Gas City LLC has requested a rezoning of 31-acres near the Interstate 81/ Route 11 interchange at Mauzy. At the July meeting, the planning commission tabled the request to allow county staff and the applicant an opportunity to address the concerns raised by neighbors about the commercial rezoning. The Alliance submitted these concerns.
Please contact each commissioner before the next meeting on Tuesday, August 2 at 6:30pm and state your opposition to this request.
Planning commissioners could decide to recommend approval or denial for the rezoning request at their August 2 meeting. There is no opportunity for official public comment at the meeting because the public hearing was held in July. Sending a letter before August 2 is the only way to let the planning commissioners know you oppose the project. Once planning commissioners make a decision on the rezoning, the request will go in front of the board of supervisors for consideration and another opportunity for public comment.
Why should Rockingham County deny this request?
It is not consistent with Rockingham County’s comprehensive plan
- This property is located within the county’s Agricultural Reserve and reducing amount of land in Agriculture Reserve is inconsistent with the comprehensive plan.
- Rezoning a property outside an urban development area to a more intensive commercial use doesn’t align with the county’s comprehensive plan.
- Tourism and agriculture are leading economic sectors in Rockingham County.

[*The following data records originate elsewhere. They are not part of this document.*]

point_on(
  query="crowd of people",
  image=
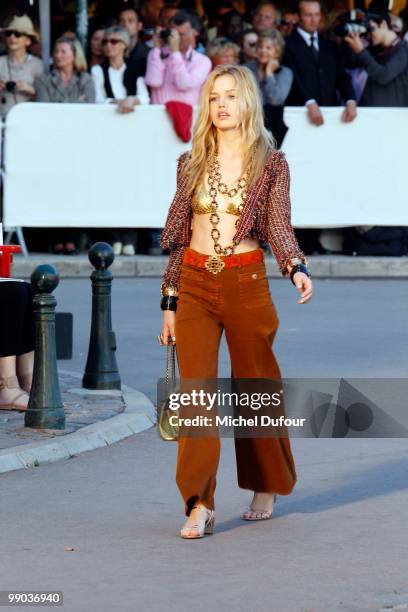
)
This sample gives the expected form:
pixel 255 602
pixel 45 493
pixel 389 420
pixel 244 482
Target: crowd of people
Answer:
pixel 303 56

A large-scale, high intensity commercial operation doesn’t align with the type of service (small scale, local, with individual character) the comprehensive plan envisioned as compatible with a robust local tourism economy.
It will degrade water quality
- The property is near Smith Creek, a major tributary of the North Fork of the Shenandoah River and important source of water for our communities. For more than a decade, farmers and conservationists have worked together and invested significant resources to implement agricultural practices to restore clean water to this sensitive “showcase watershed.”

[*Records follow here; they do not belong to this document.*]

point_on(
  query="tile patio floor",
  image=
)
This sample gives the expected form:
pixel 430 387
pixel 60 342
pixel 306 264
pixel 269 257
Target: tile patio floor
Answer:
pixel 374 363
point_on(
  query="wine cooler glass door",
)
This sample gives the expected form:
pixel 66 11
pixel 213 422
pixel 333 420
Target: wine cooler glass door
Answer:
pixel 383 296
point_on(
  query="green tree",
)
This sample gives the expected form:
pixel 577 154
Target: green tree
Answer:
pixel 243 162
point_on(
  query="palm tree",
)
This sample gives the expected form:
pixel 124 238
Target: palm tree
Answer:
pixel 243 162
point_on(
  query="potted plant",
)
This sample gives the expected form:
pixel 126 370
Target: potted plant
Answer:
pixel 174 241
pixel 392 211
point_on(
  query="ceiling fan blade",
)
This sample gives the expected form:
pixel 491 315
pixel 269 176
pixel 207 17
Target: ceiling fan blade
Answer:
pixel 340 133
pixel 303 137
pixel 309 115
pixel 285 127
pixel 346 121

- Since there is no public sewer in this rural location, the developers are proposing a “package plant” to handle wastewater. These systems are prone to mismanagement and failure.

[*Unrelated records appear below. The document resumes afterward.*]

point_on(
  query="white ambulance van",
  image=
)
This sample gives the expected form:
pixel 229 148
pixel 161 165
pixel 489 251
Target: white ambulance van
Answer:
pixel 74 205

- Commercial development with expansive paved areas would cause a large volume of storm water runoff, carrying pollution into the nearby Smith Creek and possibly opening up new sinkholes in this heavily karst area.
Impact to rural character and neighbors
- There will be a potential increase in traffic congestion. Mixing a high intensity, heavily traveled commercial business with local traffic along Route 11, one of the major corridors for local travel, is certain to impact traffic, especially when incidents occur along the interstate.
- Light pollution, air pollution and 24- hour noise will change what is now a rural, open area of the county to an industrial use, paving the way for more intensive uses in the future.